Bromberg has long-since lost the original demo he produced for a young singer by the name of Carly Simon. “I don’t have a copy anymore,” Bromberg related, saying he wouldn’t claim it got her the job but he’d nevertheless love to hear it.
Bromberg appeared on Simon’s self-titled debut and his studio credits number in the hundreds of sessions, including two of the Beatles, George Harrison and Ringo Starr, Bob Dylan, Rick Derringer, the Eagles and Willie Nelson. Of Harrison, he recalls going to a friend’s house for Thanksgiving one year. One of the guests was George Harrison. Bromberg and Harrison were both guitar junkies and passed one back and forth between them. “Without trying, we wrote a song, he says of “The Hold-Up” which appears on his self-titled debut album on which both Harrison and Dylan appear.
Years later when Bromberg was playing a show at the Bottom Line club in New York, Dylan came down with Neil Young who had just finished a concert. Dylan asked Bromberg to produce him. The sessions resulted in songs mostly done in the first and second takes. “The song might be the first time you heard it which is the way I like to work,” Bromberg stated. He laughs saying that the songs were never bootlegged because he took the tapes home with him every night. Bomberg fondly remembers trading verses with Dylan at a club in Chicago on “It Takes a Lot To Laugh, It Takes a Train To Cry.”
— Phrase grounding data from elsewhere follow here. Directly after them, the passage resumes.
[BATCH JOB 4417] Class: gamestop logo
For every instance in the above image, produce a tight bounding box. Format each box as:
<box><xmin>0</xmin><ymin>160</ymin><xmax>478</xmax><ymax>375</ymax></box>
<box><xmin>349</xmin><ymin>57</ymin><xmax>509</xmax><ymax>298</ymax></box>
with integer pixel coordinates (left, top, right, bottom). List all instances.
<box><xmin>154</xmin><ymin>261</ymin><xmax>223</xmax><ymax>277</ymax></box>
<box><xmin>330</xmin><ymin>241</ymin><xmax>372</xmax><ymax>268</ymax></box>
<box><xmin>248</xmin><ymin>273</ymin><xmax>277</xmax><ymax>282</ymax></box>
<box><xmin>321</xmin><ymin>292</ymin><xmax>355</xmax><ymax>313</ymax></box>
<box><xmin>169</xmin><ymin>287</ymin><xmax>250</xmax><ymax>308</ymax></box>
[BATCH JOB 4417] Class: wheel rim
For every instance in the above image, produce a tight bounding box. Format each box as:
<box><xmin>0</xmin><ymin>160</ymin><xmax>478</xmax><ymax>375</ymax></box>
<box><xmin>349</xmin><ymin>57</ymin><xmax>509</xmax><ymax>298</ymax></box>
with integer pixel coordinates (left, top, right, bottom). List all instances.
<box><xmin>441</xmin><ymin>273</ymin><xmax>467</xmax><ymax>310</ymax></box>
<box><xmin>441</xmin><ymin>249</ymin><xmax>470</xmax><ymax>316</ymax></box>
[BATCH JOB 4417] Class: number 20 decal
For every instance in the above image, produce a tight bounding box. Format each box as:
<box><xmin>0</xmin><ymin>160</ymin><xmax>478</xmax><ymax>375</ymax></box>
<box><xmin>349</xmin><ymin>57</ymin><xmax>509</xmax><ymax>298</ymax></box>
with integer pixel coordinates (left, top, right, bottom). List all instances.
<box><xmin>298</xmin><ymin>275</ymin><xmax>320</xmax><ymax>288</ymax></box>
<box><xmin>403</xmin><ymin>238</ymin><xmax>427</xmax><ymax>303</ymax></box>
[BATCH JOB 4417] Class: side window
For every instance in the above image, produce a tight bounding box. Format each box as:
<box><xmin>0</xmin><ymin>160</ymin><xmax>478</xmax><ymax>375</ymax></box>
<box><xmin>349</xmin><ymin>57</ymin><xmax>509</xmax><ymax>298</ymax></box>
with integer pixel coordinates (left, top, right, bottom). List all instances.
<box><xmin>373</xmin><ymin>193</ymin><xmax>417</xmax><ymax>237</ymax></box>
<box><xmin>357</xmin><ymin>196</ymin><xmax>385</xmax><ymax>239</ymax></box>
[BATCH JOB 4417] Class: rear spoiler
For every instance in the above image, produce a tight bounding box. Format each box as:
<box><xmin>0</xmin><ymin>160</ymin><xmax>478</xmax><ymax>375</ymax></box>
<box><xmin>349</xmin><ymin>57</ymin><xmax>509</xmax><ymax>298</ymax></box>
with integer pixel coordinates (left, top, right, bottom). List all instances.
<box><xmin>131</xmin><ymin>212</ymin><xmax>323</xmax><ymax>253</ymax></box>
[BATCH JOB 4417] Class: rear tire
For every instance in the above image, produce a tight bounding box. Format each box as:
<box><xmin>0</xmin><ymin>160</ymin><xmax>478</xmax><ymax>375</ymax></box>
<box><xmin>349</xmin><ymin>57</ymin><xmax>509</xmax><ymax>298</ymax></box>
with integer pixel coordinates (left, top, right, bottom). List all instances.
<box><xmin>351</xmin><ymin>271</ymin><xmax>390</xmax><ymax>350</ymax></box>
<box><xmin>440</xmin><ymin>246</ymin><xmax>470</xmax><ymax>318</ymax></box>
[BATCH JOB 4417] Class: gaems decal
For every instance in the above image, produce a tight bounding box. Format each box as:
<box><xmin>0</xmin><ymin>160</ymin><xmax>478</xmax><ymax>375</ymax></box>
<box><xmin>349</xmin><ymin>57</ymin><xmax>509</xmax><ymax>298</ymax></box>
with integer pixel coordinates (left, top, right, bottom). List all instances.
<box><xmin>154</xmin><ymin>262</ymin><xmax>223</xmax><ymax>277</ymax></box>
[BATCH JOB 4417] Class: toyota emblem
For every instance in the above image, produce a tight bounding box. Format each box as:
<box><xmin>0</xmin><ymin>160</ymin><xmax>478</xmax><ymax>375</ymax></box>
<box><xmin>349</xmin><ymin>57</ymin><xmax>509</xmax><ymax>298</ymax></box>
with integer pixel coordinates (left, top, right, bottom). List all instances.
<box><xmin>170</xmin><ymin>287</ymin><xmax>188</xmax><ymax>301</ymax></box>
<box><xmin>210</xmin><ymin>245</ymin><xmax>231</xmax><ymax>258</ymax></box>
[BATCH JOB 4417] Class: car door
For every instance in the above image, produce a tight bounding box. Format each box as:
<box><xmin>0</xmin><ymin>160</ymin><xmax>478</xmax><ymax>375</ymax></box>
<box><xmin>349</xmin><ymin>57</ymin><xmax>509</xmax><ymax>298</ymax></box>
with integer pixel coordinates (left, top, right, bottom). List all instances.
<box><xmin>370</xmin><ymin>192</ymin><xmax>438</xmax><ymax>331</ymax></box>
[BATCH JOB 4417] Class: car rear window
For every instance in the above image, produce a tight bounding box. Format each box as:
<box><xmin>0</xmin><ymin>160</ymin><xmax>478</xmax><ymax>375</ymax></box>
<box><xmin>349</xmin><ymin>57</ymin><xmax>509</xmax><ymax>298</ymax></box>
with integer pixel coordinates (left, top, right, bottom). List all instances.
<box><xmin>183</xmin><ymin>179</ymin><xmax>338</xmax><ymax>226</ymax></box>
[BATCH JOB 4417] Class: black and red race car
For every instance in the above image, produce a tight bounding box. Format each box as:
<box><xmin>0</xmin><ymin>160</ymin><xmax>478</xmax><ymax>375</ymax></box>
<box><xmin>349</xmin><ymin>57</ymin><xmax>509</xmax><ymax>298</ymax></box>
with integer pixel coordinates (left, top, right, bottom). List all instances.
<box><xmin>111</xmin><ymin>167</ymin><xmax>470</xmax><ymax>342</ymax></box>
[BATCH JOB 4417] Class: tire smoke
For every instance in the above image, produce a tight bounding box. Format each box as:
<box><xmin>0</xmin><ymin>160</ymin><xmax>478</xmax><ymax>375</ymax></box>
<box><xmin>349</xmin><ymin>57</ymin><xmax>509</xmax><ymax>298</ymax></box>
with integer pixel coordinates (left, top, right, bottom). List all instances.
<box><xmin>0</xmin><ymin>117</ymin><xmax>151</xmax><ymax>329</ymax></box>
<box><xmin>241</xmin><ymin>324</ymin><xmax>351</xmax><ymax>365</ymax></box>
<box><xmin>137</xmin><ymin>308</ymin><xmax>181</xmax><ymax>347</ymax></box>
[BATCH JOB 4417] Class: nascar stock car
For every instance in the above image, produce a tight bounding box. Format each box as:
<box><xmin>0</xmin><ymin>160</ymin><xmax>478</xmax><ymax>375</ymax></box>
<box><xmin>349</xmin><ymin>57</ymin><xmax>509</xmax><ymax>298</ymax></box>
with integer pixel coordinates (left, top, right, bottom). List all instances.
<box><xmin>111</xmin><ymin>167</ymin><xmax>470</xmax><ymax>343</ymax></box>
Of his many memories, Bromberg still remembers how Mac Rebbenack (aka Dr. John) cancelled a session in New York to fly out and record with Bromberg in Los Angeles for Midnight On The Water. Bromberg sat in with Willie Nelson on Shotgun Willie and quoted him as saying: “There’s only two songs: ‘The Star Spangled Banner’ and the blues.”
If Bromberg admits to having hazy memories, you’d never know it. “I got out of the music business for twenty-two years so I forget a lot of stuff,” he says and then goes on to the next story. Miller asked if he knew the Reverend Dan Smith, the harmonica player who was blinded in an auto factory but played with Davis on some long lost tapes. That led to a memory of how Blind Boy Fuller, Gary Davis and Sonny Terry were once on the same bill in Releigh Durham. Bromberg related how Terry hated Davis. “Sonny had a razor and the Reverend always had a gun and here were these three blind men chasing each other around the dressing room.”
When people tell him he should write a book, Bromberg pauses and then says, “Sure, if you hand me the time.” Between recording again, touring and examining violins, life is busy. Bromberg is currently in the midst of a Pledge Music campaign for his forthcoming album “The Blues, the whole Blues, and nothing but the Blues”. The record explores the fondation of the blues and is being recorded with his band and Justin Guip and Larry Campbell who produced Only Slightly Mad. Bromberg credits Campbell with choosing the title of his last album which he says is a line that comes from an old English drinking song.
“I think I was channeling an old English drunk,” he says laughing with Miller and Lauderdale.
And just for the record, Bromberg doesn’t use set lists.
“I’ve never had a set list,” he revealed. “We decide the first song and just go along.”